Retailers Lowe's and Target reported better-than-expected earnings this week, sending their shares up 9 percent and 5.1 percent, respectively.
Target CEO Brian Cornell raved about the state of the economy after the company's results were released, noting: "There's no doubt that, like others, we're currently benefiting from a very strong consumer environment — perhaps the strongest I've seen in my career."
President Donald Trump included Cornell's comments in a tweet, calling it "a big statement from a top executive."
Meanwhile, weekly jobless claims fell to 210,000, near levels not seen since 1969. Core durable goods orders rose 1.4 percent in July, more than the expected 0.4 percent increase.

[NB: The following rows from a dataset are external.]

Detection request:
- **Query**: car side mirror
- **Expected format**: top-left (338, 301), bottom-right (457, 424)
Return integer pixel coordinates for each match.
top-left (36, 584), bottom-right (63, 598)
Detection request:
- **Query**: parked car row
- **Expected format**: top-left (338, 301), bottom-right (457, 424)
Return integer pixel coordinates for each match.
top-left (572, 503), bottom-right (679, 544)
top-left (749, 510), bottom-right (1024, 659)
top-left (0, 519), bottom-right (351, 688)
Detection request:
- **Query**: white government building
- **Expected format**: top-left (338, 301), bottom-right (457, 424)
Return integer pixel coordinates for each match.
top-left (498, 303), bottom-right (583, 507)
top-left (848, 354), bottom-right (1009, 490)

"The numbers show the economy is strong and the consumer keeps spending," said Tim Courtney, chief investment officer at Exencial Wealth Advisors. But investors are not pricing "stories that could add risk to the market."
The strong results from retailers led the major indexes to slight weekly gains as investors also shook off renewed legal worries surrounding Trump. The S&P 500 and Nasdaq rose 0.9 percent and 1.7 percent, respectively. The Dow rose half a percent this week.
Michael Cohen, Trump's former personal lawyer, pleaded guilty on Tuesday to eight counts related to tax fraud, campaign contributions, making false statements to a financial institution and unlawful corporate contributions. Cohen also admitted to making payments to two women at the direction of Trump. Meanwhile, former Trump campaign manager Paul Manafort was found guilty on eight counts in a separate case.
Investors also grappled with trade fears as the U.S. and China concluded talks this week with no major breakthrough. Earlier this week, tariffs against U.S. and Chinese goods came into effect.